If you are familiar with PKI projects you are probably know about Certificate Policy (CP) and Certificate Practice Statements (CPS). Both based on published RFC and usually required in most PKI implementations. CP specify the policy for PKI and CPS specifies how this policy is implemented by each CA in your PKI solution. Usually it is written to satisfy certain requirements and mapped to some known or desired requirements. CP is also written to show what level of trust relying parties can put into certificates issued from CA. When user gets a certificate and uses it to sign e-mail, encrypt messages or authenticate, the relaying party must have some level of assurance that the person who uses the certificate is actually the right person who claims to use it.
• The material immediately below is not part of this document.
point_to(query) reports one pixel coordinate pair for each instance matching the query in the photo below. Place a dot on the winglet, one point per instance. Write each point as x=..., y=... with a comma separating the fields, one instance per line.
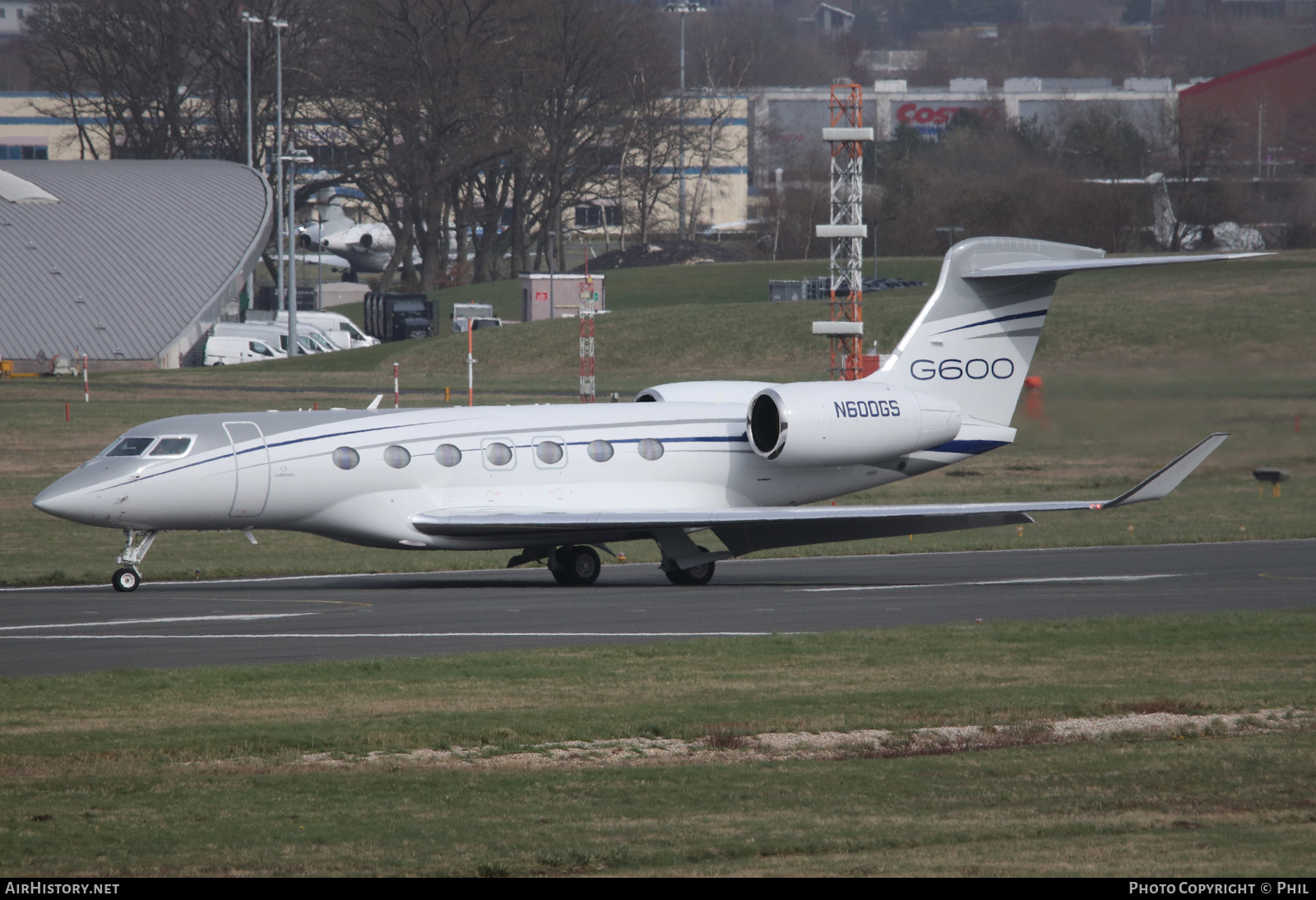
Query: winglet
x=1169, y=478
So what about Security Token Service used in Claim Based Authentication and the trust that relaying party should give to it? STS issues a token to subscribers with certain claims and then the subscriber presents this token to the relaying party, ie resource provider. Without common standards and framework that provides policy and practical guidelines for STS implementation, the relying parties accepting tokens from STS have no way to know if the token presented by user have the right information and if it is coming from the valid user. As more and more relaying parties decide to use STS, how would they know about policies and levels of assurance that this STS can provide? Without adopted and commonly used Security Policy that specify how STS should operate we’ll have no way to reliably trust this STS.
So I’d argue that, similar to PKI implementations, any Claim Based Authentication implementation must have a policy, I’ll call it “Token Policy” TP, that describes how STS should be implemented and then every STS should potentially have Token Practice Statement (TPS) describing how TP is enforced for a specific STS.